Machine Log, week of 22 June, part two: proving the loop before promising anything
The machine re-ran April's research mission to verify its own loop end-to-end — 33 to 100, ten sources, one honest interruption — closing the catch-up archive.
This entry covers the second part of the week of 22 June 2026 — the weekend of the 27th and 28th; it was written and published on 4 July 2026. It is the final entry in the Machine Log catch-up series: everything from here forward is written in the week it covers.
On Saturday 27 June, the operator wrote down a finish line for Operating v1 — the minimum the machine must demonstrably do before this project makes any public promise about cadence or capacity. Alongside it: a schema for the compute ledger, so every unit of computing effort attracted and spent can be accounted for, and the data module to carry it.
Then the machine was made to prove itself. The growth-index research mission from April was re-run end to end. Let this log be exact about what that means, because the distinction matters: this was a re-verification of April’s work, not new research. The question was whether the full loop — bounded mission, baseline run, improved run, benchmark, tape, ledger entry — still executes and still produces the same auditable result. It does: baseline scored 33 out of 100; the kept run scored 100, with ten cited sources and a 2,218-word evidence pack, matching the April record. That is the first clear internal proof that this project can run a bounded mission from start to verified finish.
One step did not finish, and it goes in the log with the rest. The routine that would publish an evidence pack to a public network hung at the network step and was deliberately stopped. Nothing was published to any public network that day — and, for the permanent record of this series, no such publication has been confirmed at any point in this project’s history. The tooling exists; the proof of publication does not. When it happens, it will be logged with a receipt, and not before. Sunday 28 June brought further work on the compute data modules, which reached the recorded history a few days later.
The week’s national news made the same argument from the other direction.

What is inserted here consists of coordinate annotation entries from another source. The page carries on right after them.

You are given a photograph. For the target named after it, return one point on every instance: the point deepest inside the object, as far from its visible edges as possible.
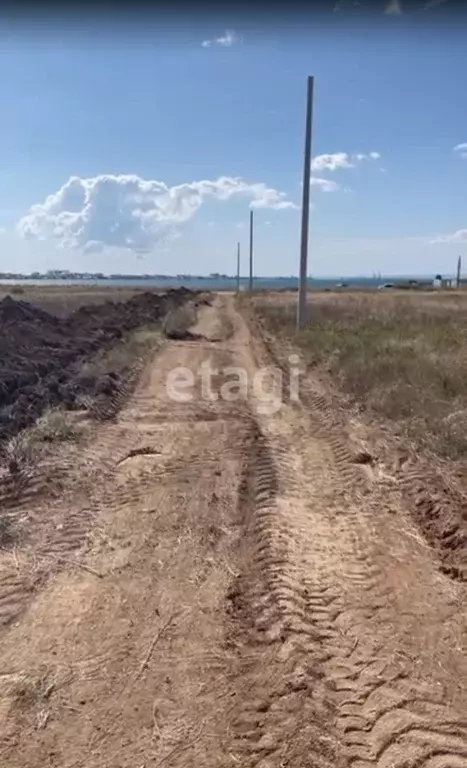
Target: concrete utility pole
(302, 287)
(250, 284)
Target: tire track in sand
(326, 600)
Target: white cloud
(226, 40)
(394, 8)
(341, 160)
(457, 237)
(325, 184)
(129, 212)
(433, 4)
(461, 149)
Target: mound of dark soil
(41, 355)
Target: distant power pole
(302, 287)
(250, 284)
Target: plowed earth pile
(41, 355)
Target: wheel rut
(330, 607)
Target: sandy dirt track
(210, 585)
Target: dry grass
(54, 426)
(400, 356)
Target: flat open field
(226, 576)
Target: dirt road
(211, 585)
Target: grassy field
(400, 356)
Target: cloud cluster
(226, 40)
(341, 160)
(461, 150)
(127, 211)
(457, 237)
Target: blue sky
(168, 143)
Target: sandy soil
(207, 584)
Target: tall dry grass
(400, 356)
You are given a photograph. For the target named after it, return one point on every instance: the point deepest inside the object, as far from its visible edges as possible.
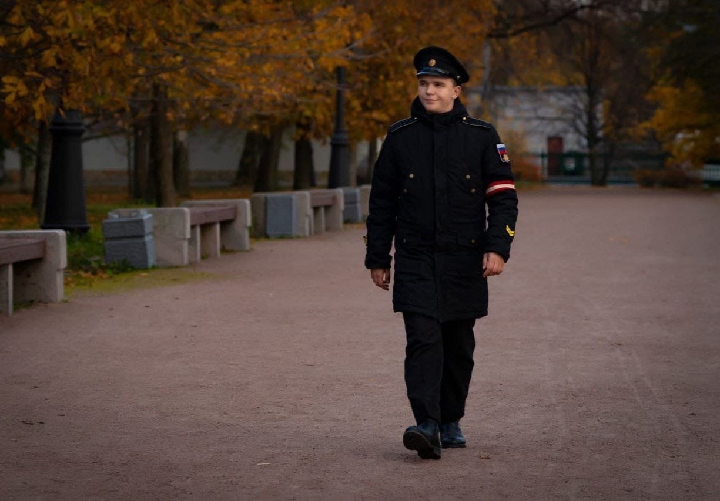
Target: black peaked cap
(439, 62)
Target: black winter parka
(432, 180)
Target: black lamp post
(65, 204)
(339, 175)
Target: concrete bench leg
(194, 248)
(365, 200)
(210, 240)
(6, 305)
(304, 214)
(41, 279)
(319, 220)
(281, 218)
(171, 235)
(334, 214)
(257, 205)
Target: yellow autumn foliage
(688, 129)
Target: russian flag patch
(502, 151)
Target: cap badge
(502, 151)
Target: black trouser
(438, 366)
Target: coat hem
(444, 318)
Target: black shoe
(451, 436)
(425, 439)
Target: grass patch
(110, 283)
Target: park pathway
(280, 376)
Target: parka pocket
(472, 240)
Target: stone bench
(32, 264)
(183, 235)
(297, 213)
(328, 209)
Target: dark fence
(574, 167)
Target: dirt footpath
(597, 372)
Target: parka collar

At Housing 2026 the government put dated, checkable numbers on its housing commitments — a £15 billion Warm Homes Plan and EPC C for rented homes by 2030 (GOV.UK, 25 June 2026) — while the trade press detailed which 16 long-duration storage projects made Ofgem’s first cap-and-floor window (Energy-Storage.news, 26 June 2026). Promises with dates can be audited. That is the only kind this project intends to make.
The archive is now honest and complete: twelve entries, three dark weeks admitted, one launch, one verdict, one proven loop. The log continues live.